No permission required: Telangana's Chief Secretary on phone surveillance case

Hyderabad::

The Special Intelligence Bureau did not seek permission to tap the phones of selected persons, a Telangana Home Department official said in an affidavit in the phone-tapping case. Chief Secretary Ravi Gupta said the then Special Intelligence Bureau (SIB) chief T Prabhakar Rao did not seek permission from him.

In the affidavit filed before the Telangana High Court, Mr. Gupta said Prabhakar Rao was posted as SIB chief for three years after retiring from the intelligence agency and played a key role in tapping the phones of various people to help the erstwhile Bharat Rashtra Samithi government in the state.

The senior IPS officer filed the affidavit in response to a notice from the Supreme Court, which had taken up the phone tapping case on its own initiative through a writ petition.

Ravi Gupta was the state’s home minister from October 2019 to December 2022. The alleged unauthorized wiretapping of telephone conversations began then and continued for another year. The home minister is the competent authority for authorizing wiretapping.

Mr. Gupta was reinstated as Special CS in charge of the Home Ministry on July 9 this year when he was transferred from his post as DGP.

“The then state government had issued separate orders allowing three senior IPS officers to take urgent interceptions when there was no time to obtain approval from the competent authority (Home Minister). But all such urgent actions had to be subsequently approved by the competent authority/Home Minister,” Mr.

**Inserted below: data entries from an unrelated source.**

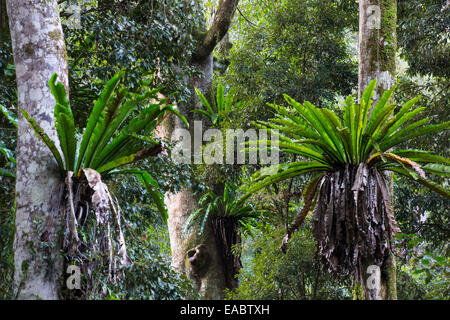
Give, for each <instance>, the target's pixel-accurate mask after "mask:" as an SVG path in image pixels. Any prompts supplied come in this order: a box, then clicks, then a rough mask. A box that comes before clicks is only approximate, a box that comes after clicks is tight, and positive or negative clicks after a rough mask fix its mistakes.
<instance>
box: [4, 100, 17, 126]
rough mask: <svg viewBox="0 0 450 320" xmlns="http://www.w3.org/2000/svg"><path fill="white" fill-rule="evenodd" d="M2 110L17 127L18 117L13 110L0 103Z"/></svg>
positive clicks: (10, 120)
mask: <svg viewBox="0 0 450 320" xmlns="http://www.w3.org/2000/svg"><path fill="white" fill-rule="evenodd" d="M0 111H1V112H2V113H3V115H4V116H5V117H6V119H8V120H9V122H11V123H12V124H13V125H14V127H16V128H17V117H16V115H15V114H14V113H12V112H11V111H9V110H8V109H6V107H4V106H2V105H1V104H0Z"/></svg>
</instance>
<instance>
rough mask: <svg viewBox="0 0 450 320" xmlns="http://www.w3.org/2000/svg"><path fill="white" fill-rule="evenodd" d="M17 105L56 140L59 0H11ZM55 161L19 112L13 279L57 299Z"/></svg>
mask: <svg viewBox="0 0 450 320" xmlns="http://www.w3.org/2000/svg"><path fill="white" fill-rule="evenodd" d="M6 3H7V8H8V16H9V27H10V31H11V40H12V45H13V52H14V63H15V67H16V78H17V91H18V108H19V111H20V110H26V111H27V112H28V113H29V114H30V116H31V117H32V118H34V119H35V120H36V122H37V123H39V125H40V126H41V127H42V128H43V129H44V130H45V132H46V133H47V134H48V135H49V137H50V138H51V139H52V140H54V141H57V139H56V132H55V129H54V121H53V108H54V105H55V101H54V99H53V96H52V95H51V93H50V88H49V87H48V85H47V83H48V81H49V79H50V77H51V75H52V74H53V73H55V72H56V73H58V75H59V81H61V82H62V83H63V84H64V86H65V87H66V90H67V89H68V74H67V61H66V47H65V43H64V37H63V33H62V28H61V22H60V18H59V12H58V5H57V2H56V0H45V1H44V0H7V2H6ZM60 178H61V177H60V173H59V171H58V167H57V165H56V162H55V161H54V159H53V156H52V154H51V153H50V151H49V149H48V148H47V147H46V146H45V145H44V144H43V143H42V142H40V141H39V140H38V139H37V138H36V136H35V134H34V132H33V130H32V129H31V128H30V127H29V126H28V123H27V121H26V120H25V119H24V117H23V116H22V114H21V112H19V125H18V138H17V181H16V199H17V210H16V220H15V227H16V233H15V239H14V259H15V274H14V282H15V289H16V295H17V298H19V299H58V288H59V281H60V276H61V274H62V271H63V270H62V265H63V264H62V257H61V256H60V248H61V238H60V236H61V234H60V233H61V232H60V231H61V226H62V219H63V212H64V211H63V209H62V208H61V206H60V203H59V199H60V194H59V191H58V190H61V189H60V188H59V184H60V182H61V179H60Z"/></svg>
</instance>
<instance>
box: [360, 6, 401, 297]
mask: <svg viewBox="0 0 450 320" xmlns="http://www.w3.org/2000/svg"><path fill="white" fill-rule="evenodd" d="M396 26H397V0H360V1H359V73H358V100H359V98H360V97H361V95H362V92H363V91H364V89H365V88H366V86H367V85H368V84H369V82H370V81H371V80H373V79H377V87H376V89H375V96H374V101H375V102H376V101H378V99H379V98H380V97H381V95H382V94H383V92H384V91H385V90H387V89H389V88H390V87H392V86H393V85H394V83H395V75H396V62H395V58H396V52H397V33H396ZM391 181H392V180H391ZM391 197H392V183H391ZM371 261H372V259H371V257H366V259H365V263H364V266H363V269H364V270H363V271H364V277H363V278H364V279H363V281H362V283H359V284H357V285H356V287H357V288H356V289H355V292H356V293H357V292H360V293H363V294H359V295H355V298H361V297H364V298H365V299H397V292H396V272H395V257H394V256H393V255H392V254H391V255H390V257H389V258H388V259H386V261H385V262H384V263H383V264H382V265H381V266H379V267H380V270H381V274H380V288H379V290H378V291H379V293H378V294H373V290H370V289H368V288H367V282H368V281H371V279H370V276H371V274H370V273H365V272H366V271H367V268H368V267H369V266H370V265H373V263H372V262H371ZM361 286H362V288H361ZM358 288H359V289H358ZM361 289H364V290H361ZM364 293H365V294H364Z"/></svg>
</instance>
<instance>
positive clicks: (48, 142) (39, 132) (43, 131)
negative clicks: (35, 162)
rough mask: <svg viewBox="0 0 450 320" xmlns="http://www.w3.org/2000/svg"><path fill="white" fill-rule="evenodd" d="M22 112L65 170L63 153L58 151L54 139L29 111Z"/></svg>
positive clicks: (59, 166) (36, 134)
mask: <svg viewBox="0 0 450 320" xmlns="http://www.w3.org/2000/svg"><path fill="white" fill-rule="evenodd" d="M22 114H23V116H24V117H25V119H27V120H28V122H29V124H30V127H31V128H32V129H33V130H34V133H35V134H36V136H37V137H38V138H39V139H40V140H41V141H42V142H43V143H44V144H45V145H46V146H47V147H48V148H49V149H50V151H51V153H52V154H53V157H54V158H55V160H56V162H57V163H58V166H59V168H60V169H61V170H62V171H64V163H63V160H62V157H61V154H60V153H59V151H58V148H57V147H56V145H55V142H53V140H52V139H50V137H49V136H48V135H47V134H46V133H45V131H44V129H42V128H41V127H40V126H39V125H38V124H37V123H36V121H35V120H34V119H33V118H31V117H30V115H29V114H28V112H27V111H26V110H22Z"/></svg>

Gupta said.

The government, he added, had issued an order on July 20, 2020, making Mr. Rao the competent authority for interception of telephone conversations. The state government had also communicated this to the telecom department, telecom companies and internet service providers. But even this competent authority had to subsequently seek approval from the competent authority (Home Minister) to get its action ratified, Mr. Gupta said in his affidavit.

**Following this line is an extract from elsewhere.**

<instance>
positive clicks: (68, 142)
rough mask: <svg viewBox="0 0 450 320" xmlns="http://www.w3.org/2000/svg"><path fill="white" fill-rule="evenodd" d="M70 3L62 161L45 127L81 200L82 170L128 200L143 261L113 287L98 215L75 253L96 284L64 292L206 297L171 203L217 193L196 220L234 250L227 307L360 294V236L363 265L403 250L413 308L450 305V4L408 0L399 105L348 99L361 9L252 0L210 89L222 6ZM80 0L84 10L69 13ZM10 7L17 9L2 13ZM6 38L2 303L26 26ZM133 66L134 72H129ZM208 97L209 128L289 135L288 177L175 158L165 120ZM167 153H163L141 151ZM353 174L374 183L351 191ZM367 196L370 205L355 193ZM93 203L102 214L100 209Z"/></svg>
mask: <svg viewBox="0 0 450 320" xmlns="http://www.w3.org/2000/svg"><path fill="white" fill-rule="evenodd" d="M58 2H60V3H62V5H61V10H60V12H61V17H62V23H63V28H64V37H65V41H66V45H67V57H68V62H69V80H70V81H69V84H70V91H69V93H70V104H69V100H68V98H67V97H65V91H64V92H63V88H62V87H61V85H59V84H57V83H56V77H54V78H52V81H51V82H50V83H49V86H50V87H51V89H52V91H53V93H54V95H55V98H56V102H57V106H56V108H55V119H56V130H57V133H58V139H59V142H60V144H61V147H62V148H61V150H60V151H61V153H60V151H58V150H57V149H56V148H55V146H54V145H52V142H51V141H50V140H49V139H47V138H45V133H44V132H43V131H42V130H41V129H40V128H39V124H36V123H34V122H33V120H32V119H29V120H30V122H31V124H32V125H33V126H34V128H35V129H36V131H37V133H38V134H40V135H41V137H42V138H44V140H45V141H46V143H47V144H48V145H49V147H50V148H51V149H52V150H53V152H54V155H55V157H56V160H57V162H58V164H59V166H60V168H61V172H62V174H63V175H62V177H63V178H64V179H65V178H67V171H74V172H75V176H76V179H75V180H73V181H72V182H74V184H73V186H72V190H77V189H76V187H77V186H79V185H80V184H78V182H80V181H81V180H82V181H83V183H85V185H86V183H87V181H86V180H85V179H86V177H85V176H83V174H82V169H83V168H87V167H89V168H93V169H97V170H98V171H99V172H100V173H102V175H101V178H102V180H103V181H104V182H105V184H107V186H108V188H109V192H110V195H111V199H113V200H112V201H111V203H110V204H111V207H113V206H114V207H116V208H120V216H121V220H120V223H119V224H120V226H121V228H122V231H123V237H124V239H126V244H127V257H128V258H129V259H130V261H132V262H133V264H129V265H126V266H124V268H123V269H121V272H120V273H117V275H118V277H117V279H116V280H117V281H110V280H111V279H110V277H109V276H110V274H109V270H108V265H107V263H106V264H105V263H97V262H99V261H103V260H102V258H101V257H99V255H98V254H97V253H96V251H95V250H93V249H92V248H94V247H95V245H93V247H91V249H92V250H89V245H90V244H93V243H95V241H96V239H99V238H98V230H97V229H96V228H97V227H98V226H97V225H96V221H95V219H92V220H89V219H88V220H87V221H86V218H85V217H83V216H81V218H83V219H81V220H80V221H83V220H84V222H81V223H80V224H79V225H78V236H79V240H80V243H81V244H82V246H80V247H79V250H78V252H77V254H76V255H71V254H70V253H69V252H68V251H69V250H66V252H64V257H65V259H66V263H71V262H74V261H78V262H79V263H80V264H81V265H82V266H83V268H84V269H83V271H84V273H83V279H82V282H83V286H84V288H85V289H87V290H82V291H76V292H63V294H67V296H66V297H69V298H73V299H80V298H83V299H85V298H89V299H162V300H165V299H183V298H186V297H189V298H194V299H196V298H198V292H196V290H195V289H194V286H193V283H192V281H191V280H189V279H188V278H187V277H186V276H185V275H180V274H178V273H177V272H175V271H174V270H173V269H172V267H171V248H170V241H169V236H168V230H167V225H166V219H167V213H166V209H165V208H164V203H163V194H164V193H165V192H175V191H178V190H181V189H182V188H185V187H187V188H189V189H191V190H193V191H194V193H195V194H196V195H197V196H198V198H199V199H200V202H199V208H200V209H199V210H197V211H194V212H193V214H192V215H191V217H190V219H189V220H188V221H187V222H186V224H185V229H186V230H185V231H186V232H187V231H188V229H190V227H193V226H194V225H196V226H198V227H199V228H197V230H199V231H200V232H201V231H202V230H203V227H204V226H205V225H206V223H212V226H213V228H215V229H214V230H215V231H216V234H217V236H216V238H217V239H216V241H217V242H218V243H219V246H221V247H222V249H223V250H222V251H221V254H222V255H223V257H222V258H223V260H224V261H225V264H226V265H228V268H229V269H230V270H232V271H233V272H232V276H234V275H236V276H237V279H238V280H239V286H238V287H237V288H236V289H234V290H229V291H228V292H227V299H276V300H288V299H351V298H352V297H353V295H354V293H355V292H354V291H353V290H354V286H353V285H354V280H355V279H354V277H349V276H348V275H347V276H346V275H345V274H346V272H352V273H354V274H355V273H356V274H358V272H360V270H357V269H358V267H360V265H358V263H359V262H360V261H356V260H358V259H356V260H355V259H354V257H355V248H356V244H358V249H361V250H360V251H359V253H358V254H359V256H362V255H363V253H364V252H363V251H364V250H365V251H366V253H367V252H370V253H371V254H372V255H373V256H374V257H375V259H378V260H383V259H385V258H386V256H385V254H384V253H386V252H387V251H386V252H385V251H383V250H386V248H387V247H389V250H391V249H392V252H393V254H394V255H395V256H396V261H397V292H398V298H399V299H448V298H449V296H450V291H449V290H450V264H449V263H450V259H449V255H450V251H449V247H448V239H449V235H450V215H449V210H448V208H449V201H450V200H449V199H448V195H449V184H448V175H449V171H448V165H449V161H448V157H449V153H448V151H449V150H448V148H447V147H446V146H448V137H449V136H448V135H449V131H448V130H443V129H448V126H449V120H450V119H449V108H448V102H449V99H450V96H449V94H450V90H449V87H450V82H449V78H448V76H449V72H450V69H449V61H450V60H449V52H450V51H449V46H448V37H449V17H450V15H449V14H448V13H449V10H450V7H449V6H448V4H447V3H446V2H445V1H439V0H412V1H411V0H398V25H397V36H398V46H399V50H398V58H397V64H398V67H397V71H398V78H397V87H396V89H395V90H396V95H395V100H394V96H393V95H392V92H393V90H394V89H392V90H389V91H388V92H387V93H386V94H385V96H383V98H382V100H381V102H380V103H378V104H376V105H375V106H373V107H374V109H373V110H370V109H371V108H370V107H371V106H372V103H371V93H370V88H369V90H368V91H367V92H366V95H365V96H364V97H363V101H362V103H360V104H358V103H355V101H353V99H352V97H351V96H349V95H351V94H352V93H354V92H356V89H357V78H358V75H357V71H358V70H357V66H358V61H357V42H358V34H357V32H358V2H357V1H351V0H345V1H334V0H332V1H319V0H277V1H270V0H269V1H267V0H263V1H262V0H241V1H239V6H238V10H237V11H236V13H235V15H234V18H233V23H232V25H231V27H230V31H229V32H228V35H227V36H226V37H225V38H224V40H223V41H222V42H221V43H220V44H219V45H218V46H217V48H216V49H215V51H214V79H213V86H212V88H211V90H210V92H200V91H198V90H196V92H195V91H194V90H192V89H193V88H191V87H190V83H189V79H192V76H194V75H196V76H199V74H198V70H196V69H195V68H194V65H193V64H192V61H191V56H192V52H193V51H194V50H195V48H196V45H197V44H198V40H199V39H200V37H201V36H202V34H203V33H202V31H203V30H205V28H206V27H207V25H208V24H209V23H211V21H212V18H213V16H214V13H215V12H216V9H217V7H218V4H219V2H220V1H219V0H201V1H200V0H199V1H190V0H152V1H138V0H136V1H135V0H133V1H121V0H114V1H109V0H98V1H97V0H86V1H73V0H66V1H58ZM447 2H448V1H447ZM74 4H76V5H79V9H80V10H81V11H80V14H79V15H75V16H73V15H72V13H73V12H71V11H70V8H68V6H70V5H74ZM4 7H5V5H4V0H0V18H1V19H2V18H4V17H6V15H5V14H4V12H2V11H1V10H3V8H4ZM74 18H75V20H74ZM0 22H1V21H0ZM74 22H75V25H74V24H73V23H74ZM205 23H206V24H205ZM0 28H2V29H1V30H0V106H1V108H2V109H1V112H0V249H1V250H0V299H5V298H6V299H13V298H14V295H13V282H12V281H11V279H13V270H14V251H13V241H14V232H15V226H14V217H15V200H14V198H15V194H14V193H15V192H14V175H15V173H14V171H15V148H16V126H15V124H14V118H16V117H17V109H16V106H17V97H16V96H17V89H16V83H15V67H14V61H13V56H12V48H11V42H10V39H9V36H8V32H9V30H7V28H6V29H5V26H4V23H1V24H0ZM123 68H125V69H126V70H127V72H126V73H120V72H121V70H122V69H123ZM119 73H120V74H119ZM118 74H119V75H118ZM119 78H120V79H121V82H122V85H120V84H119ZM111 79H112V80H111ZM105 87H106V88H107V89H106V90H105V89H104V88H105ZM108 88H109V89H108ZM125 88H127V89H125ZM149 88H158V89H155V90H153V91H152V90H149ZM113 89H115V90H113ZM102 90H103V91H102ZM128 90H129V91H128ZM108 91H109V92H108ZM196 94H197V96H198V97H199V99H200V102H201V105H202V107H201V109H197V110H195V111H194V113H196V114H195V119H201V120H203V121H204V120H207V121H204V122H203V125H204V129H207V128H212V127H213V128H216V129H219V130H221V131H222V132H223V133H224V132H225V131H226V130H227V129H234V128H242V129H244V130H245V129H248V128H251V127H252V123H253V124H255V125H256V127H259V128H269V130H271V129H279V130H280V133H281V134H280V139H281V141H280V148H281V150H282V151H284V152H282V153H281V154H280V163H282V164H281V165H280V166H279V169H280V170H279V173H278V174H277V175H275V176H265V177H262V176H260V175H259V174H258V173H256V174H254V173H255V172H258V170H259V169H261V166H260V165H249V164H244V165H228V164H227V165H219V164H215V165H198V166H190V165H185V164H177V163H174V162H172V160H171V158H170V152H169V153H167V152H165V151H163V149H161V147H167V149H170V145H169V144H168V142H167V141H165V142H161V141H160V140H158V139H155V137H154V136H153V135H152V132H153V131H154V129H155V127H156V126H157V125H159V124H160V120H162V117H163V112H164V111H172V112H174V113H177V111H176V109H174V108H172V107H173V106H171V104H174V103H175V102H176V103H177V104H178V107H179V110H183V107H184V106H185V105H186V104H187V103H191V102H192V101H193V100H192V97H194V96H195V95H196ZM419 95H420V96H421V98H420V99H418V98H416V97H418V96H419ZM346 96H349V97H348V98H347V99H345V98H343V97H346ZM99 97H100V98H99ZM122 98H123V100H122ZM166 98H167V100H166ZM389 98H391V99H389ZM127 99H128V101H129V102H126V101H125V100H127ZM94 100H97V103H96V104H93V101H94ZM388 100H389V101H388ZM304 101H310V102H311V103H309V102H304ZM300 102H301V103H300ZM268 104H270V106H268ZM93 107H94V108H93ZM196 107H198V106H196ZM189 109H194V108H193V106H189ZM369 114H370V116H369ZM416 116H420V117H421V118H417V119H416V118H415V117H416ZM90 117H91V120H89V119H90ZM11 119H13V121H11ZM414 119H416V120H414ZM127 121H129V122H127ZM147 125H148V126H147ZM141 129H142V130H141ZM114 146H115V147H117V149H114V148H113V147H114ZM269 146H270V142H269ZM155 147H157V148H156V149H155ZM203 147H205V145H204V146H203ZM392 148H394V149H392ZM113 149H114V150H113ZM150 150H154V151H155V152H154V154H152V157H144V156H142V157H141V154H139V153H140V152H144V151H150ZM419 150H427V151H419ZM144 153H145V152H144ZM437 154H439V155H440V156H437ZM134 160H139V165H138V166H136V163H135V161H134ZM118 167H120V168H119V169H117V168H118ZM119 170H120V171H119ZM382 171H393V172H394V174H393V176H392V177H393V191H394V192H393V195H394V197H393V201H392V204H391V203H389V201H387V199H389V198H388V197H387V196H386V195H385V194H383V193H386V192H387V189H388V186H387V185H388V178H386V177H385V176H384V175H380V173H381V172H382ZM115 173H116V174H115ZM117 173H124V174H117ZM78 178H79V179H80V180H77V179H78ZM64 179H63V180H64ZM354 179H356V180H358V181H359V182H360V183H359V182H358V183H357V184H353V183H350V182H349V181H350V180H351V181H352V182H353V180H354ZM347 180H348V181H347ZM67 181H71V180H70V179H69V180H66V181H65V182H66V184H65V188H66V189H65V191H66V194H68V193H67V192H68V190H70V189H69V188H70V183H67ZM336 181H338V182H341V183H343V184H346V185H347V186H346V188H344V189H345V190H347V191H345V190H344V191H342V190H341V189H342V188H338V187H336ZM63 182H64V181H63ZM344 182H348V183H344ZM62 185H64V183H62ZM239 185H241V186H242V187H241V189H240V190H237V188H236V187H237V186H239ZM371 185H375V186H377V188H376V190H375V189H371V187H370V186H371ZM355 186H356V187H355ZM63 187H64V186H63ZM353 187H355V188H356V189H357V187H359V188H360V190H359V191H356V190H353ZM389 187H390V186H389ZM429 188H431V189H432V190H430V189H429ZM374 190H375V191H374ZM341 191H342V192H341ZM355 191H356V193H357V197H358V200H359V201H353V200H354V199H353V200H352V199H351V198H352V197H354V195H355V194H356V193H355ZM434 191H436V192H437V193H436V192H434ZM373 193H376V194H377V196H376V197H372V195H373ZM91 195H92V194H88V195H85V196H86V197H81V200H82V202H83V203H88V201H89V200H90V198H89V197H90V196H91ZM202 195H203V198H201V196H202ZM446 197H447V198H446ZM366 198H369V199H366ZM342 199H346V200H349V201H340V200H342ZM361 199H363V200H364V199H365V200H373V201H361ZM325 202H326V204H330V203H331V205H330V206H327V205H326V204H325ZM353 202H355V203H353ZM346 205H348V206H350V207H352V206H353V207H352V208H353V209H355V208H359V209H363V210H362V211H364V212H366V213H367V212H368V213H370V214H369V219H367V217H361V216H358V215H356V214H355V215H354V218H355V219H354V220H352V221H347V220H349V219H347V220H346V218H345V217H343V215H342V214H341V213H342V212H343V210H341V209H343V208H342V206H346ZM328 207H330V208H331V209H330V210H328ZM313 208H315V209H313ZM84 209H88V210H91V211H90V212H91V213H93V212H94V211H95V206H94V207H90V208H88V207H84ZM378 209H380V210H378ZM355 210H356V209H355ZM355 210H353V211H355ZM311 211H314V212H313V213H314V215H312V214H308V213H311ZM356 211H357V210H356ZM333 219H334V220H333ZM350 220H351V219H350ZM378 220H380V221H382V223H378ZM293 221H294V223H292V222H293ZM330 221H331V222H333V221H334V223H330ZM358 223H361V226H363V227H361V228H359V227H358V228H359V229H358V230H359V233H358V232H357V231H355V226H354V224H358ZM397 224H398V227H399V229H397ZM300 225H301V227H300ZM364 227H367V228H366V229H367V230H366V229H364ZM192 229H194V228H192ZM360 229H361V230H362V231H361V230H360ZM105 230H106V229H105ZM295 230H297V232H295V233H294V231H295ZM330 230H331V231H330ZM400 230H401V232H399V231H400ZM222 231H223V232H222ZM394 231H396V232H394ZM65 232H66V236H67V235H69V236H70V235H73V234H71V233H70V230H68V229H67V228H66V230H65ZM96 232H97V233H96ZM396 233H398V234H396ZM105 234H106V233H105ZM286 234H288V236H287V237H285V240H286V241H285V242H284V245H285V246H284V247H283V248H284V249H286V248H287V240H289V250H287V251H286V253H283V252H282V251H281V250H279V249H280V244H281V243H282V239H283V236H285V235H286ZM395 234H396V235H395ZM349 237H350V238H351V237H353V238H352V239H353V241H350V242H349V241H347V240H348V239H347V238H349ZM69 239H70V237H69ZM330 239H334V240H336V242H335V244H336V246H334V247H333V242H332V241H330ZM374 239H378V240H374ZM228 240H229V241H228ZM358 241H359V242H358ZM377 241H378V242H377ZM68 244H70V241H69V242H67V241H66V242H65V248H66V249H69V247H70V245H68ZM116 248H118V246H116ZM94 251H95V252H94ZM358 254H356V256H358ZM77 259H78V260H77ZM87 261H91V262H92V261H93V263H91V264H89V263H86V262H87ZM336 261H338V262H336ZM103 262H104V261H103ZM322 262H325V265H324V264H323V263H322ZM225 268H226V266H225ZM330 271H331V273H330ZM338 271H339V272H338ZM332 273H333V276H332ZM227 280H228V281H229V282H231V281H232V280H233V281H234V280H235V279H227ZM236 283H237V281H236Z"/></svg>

“In many cases, the team led by Mr Rao has even intercepted telephone and internet access of constitutional officials without seeking subsequent permission,” Gupta said, adding that permission had to be obtained within seven days.

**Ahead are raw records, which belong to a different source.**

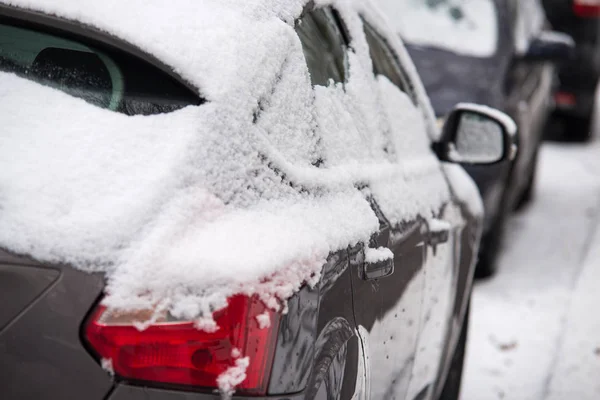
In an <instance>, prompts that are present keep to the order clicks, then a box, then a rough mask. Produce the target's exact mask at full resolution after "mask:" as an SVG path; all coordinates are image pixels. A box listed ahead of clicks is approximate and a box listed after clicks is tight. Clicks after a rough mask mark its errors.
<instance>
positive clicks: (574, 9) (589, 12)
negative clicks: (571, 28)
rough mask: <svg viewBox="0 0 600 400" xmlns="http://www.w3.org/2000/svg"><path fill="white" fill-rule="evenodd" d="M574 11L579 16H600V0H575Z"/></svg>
mask: <svg viewBox="0 0 600 400" xmlns="http://www.w3.org/2000/svg"><path fill="white" fill-rule="evenodd" d="M573 12H574V13H575V15H577V16H578V17H583V18H598V17H600V0H573Z"/></svg>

He also reportedly said that he did not realise the criminal nature of Rao and his team’s activities until he read the chargesheet in the phone tapping case.

Mr. Gupta urged the court to quash the proceedings on its own motion, pointing out that the investigating agencies had done extensive work, a chargesheet had already been filed in court and a supplementary chargesheet containing the additional evidence collected would be filed shortly.

In an affidavit by a Home Ministry official in the same case, it was stated that no consent was sought for the wiretapping of telephone conversations, since the Home Ministry of the respective state is also the competent authority to issue an order to wiretap the telephones of all subscribers registered in that state.